Important properties for BucketConfigs include:

  • nickname: a nickname for easy referencing in code, on the command line, and on the web
  • platform: the object storage provider
  • name: the name of the bucket in object storage where chunks will be stored
  • prefix: an optional key prefix
  • extra_config: additional configuration options for the storage backend (e.g. endpoint_url)

For convenience, The Arraylake Python client also supports expressing these last three components in URI form (i.e. {platform}://{name}[/{prefix}]). Each BucketConfig must have a unique URI. Arraylake will not allow you to create two BucketConfigs pointing to the same location in object storage.

info

As of Arraylake v0.9.5, BucketConfigs support arbitrary key prefixes within a given bucket. Prefixes can be used to create partitions between data in cases when an organization has access to one bucket only.

To make use of this prefix support, simply append the key to your bucket's URI (e.g. s3://my-bucket/my-prefix) when creating the bucket config.

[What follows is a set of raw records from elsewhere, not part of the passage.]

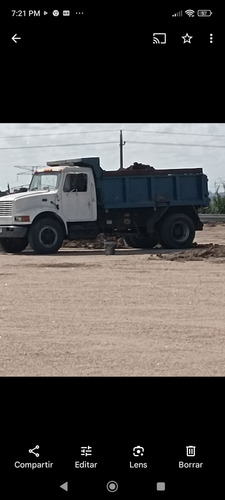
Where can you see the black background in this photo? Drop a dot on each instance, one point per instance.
(109, 71)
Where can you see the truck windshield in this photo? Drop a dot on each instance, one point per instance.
(45, 181)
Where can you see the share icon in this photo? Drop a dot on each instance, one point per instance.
(35, 448)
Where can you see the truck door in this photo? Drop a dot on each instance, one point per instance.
(79, 197)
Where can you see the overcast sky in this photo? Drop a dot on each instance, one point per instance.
(169, 145)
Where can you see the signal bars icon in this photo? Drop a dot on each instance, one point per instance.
(178, 14)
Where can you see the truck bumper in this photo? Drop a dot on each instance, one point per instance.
(13, 231)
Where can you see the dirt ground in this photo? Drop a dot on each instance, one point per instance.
(136, 313)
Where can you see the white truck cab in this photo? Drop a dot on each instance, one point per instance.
(63, 194)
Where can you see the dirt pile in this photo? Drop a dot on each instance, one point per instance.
(199, 252)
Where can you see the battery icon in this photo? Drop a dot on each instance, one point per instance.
(204, 13)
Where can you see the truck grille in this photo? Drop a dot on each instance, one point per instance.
(5, 208)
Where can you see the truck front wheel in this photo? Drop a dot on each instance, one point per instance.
(46, 236)
(177, 231)
(142, 242)
(14, 245)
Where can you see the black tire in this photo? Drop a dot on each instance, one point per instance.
(177, 231)
(14, 245)
(142, 242)
(46, 236)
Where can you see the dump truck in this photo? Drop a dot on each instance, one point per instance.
(75, 199)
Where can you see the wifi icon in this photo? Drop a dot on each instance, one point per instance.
(190, 13)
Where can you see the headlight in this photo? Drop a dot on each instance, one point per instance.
(22, 218)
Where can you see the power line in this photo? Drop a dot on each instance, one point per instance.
(109, 130)
(175, 144)
(61, 145)
(113, 142)
(59, 133)
(176, 133)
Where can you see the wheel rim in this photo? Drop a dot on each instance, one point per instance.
(180, 231)
(48, 236)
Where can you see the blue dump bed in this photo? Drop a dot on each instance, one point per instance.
(144, 186)
(150, 188)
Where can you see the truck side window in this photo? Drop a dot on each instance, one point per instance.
(75, 182)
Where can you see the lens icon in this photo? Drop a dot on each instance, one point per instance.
(112, 486)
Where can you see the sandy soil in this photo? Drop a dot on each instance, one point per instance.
(135, 313)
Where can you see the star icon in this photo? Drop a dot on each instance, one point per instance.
(187, 38)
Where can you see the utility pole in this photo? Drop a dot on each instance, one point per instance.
(122, 143)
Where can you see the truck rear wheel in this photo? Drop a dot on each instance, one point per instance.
(46, 236)
(143, 242)
(14, 245)
(177, 231)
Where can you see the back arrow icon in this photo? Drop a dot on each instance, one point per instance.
(15, 38)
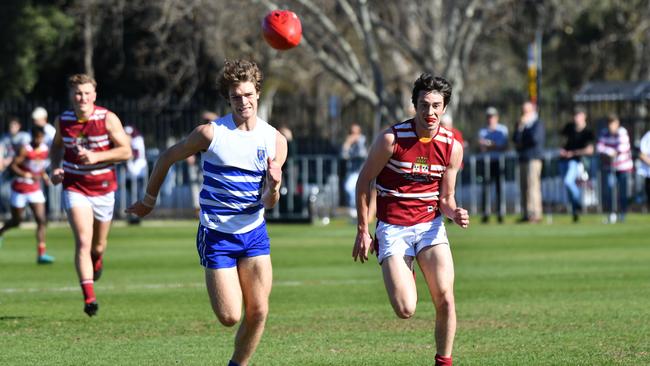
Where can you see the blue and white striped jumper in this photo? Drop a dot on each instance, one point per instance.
(234, 170)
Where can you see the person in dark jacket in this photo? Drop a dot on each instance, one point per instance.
(528, 137)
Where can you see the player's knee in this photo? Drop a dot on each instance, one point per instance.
(13, 222)
(405, 311)
(257, 315)
(445, 302)
(228, 320)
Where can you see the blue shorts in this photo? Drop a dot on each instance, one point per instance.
(222, 250)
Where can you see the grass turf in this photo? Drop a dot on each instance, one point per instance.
(549, 294)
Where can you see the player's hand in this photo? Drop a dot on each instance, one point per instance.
(461, 217)
(273, 175)
(57, 176)
(362, 245)
(86, 156)
(139, 209)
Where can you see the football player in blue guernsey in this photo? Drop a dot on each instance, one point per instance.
(242, 158)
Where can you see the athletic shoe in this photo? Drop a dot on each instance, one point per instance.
(98, 268)
(91, 308)
(45, 259)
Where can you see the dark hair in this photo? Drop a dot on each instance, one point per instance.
(427, 82)
(78, 79)
(37, 130)
(612, 117)
(236, 72)
(579, 109)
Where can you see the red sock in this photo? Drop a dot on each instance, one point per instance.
(87, 287)
(97, 262)
(443, 361)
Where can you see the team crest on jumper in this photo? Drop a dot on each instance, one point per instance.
(261, 153)
(81, 141)
(420, 171)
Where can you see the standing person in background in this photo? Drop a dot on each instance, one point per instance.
(11, 143)
(39, 118)
(354, 152)
(644, 165)
(29, 169)
(579, 143)
(136, 169)
(492, 143)
(242, 163)
(14, 139)
(616, 165)
(529, 138)
(92, 140)
(415, 164)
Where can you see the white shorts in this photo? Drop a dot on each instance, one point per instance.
(102, 206)
(20, 200)
(409, 240)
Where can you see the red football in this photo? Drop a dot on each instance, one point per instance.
(282, 29)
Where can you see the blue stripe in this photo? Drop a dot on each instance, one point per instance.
(230, 170)
(232, 186)
(228, 198)
(214, 210)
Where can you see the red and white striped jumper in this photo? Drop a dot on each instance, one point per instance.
(91, 134)
(34, 163)
(408, 187)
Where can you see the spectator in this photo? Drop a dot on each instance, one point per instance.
(39, 118)
(616, 165)
(492, 142)
(529, 138)
(354, 151)
(644, 166)
(136, 169)
(579, 143)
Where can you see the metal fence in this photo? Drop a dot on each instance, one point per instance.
(312, 189)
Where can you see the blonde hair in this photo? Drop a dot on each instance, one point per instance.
(237, 72)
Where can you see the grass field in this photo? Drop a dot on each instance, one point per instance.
(549, 294)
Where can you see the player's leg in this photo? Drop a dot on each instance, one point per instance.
(38, 209)
(99, 244)
(103, 207)
(396, 258)
(81, 220)
(400, 284)
(437, 267)
(255, 276)
(14, 220)
(225, 294)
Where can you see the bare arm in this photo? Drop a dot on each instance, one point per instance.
(15, 164)
(121, 150)
(380, 152)
(271, 194)
(447, 195)
(198, 140)
(56, 155)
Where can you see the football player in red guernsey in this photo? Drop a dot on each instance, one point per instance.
(413, 165)
(29, 169)
(92, 140)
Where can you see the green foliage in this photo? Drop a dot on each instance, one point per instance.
(560, 294)
(31, 36)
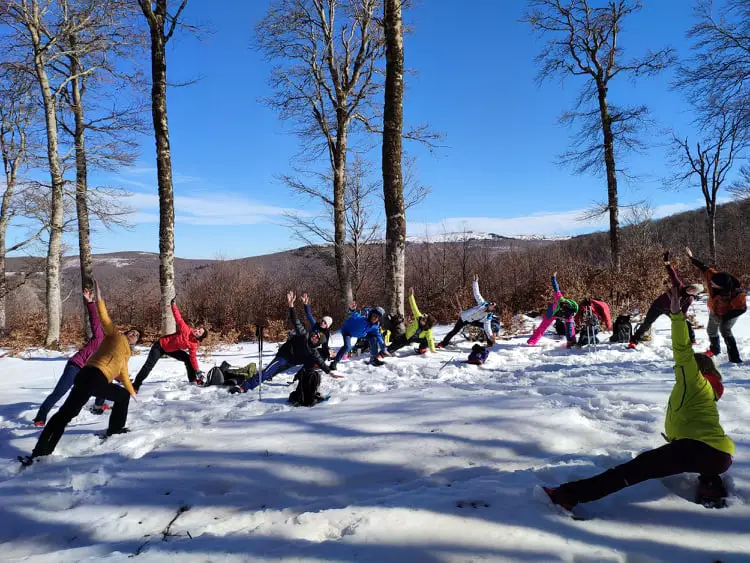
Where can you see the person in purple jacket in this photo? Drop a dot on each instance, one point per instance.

BucketConfigs support a variety of platforms, configuration options, and access modes. For details on configuration for a specific supported object storage provider, see Storage Integrations.

warning

Clients prior to v0.9.5 cannot use repos which rely on a BucketConfig that has a prefix.

tip

You can modify a BucketConfig as much as you like so long as there are no Repos that rely on it. Once it is in use by one or more Repos, only the BucketConfig's nickname can be modified.

Create a BucketConfig

If you're just getting started, you probably only need one bucket config for your entire organization (see Organizations and Access for more detail). For the purposes of this example, our org name will be earthmover. If running these commands interactively, replace earthmover with your org name.

For this example, we are going to create a bucket config nicknamed production to hold the chunks for all the repositories with production-quality datasets.

Create a bucket in the webapp.

The create bucket dialog.

In the web app, Org Admins can add BucketConfigs by clicking on the "Add Bucket" button in the Buckets section of the Organization Settings page (see below).

List BucketConfigs

You can list BucketConfigs associated with an organization.

List buckets in web app

The organization buckets list

In the web app, users can view existing buckets for their org from the org buckets section (app.earthmover.io/[orgname]/buckets).

The default BucketConfig is marked with a purple badge.

Administer buckets in web app

The organization settings buckets section

Org Admins can also access and manage the buckets list via the Buckets section on the Organizations Settings page (app.earthmover.io/[orgname]/settings).

Clicking on the gear icon in the bucket's row will bring up the settings dialog for that bucket.

Delete a BucketConfig

Finally, we can delete a BucketConfig.

warning

A BucketConfig cannot be deleted while it is in use by any Repo. Deleting a BucketConfig also cannot be undone! Use this operation carefully.

Bucket settings dialog

The bucket settings dialog

In the web app, a BucketConfig can be deleted from the bucket's settings dialog.